Analysis

EUR/JPY: Sellers’ domination continues

EUR/JPY, after having a rejection at the triple top, has been heading towards the South on the daily chart. The chart suggests that there is enough room for the price to continue its bearish journey. Moreover, yesterday’s candle came out as a bullish inside bar. Thus, if today’s candle comes out as a bearish engulfing candle, the sellers may keep going short on the pair and drive the price towards the next level of support. Two major intraday charts are bearish biased as well. Let us have a look at those three charts.

 

Chart 1 EUR/JPY Daily Chart

The chart shows that the price after producing a bearish engulfing candle at the level of 122.700 has produced three bearish candles. The price had its rejection at a strong resistance zone since it had rejection twice earlier. The price may find its next support at the level of 120.125. This allows the sellers to have enough space to ride on the potential bearish wave. The day before yesterday’s daily candle came out as a strong bearish candle followed by a bullish inside bar. Thus, if today’s candle closes below yesterday’s lowest low, the sellers may go short on the pair aggressively.

 

Chart 2 EUR/JPY H4 Chart

The chart shows that it made a breakout at the level of 121.730 and traded for one more candle. This is an ideal chart for the sellers to go short on the pair. The price may head towards the level of 120.500 without having that many pauses.
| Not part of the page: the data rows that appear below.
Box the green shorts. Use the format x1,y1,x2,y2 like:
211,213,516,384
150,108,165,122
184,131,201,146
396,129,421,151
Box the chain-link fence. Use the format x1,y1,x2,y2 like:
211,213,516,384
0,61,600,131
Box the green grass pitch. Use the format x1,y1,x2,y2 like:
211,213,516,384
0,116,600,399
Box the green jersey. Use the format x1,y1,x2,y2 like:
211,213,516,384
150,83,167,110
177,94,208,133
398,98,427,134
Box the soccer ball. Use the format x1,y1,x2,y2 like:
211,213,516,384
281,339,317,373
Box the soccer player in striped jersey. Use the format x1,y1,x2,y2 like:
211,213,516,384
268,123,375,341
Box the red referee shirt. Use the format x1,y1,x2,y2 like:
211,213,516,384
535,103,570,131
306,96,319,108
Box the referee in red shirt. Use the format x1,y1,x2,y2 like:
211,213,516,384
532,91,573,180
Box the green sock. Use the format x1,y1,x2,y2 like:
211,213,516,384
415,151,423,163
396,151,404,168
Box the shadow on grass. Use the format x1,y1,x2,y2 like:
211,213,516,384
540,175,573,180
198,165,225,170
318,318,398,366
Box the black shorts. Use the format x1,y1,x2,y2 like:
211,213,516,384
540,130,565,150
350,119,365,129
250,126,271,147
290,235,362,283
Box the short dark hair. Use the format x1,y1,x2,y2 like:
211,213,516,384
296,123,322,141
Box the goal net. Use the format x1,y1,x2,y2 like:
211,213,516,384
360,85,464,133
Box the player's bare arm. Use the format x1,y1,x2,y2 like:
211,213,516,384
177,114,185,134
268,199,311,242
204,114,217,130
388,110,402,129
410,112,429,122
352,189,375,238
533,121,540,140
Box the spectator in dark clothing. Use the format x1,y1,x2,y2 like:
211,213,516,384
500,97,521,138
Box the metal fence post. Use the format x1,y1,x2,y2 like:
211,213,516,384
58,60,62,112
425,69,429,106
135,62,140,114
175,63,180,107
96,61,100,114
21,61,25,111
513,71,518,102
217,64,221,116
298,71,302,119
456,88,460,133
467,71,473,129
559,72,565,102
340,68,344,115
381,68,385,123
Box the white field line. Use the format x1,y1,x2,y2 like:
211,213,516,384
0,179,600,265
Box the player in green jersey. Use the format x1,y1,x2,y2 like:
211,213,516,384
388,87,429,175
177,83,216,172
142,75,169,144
On the other hand, if it consolidates, it may find its resistance at the level of 121.730. The sellers are to wait for a bearish reversal candle to go short below the level of 121.300.

 

Chart 3 EUR/JPY H1 Chart

The chart shows that the price has been on consolidation after being bearish. The level of 121.570 may work as the level of resistance. As of writing, the last candle has been bearish. If it ends up being a bearish candle, the sellers may go short below the level of 121.350. The price may find its next resistance at the level of 121.000.

The daily, the H4, as well as the H1 chart, look very good for the sellers. Among them, the H4 chart looks more bearish than the other two. The H1 chart may get bearish anytime soon. Thus, it may be another bearish day. The daily traders are to keep an eye on the pair, whether the candle closes below the level of resistance having a tiny lower shadow.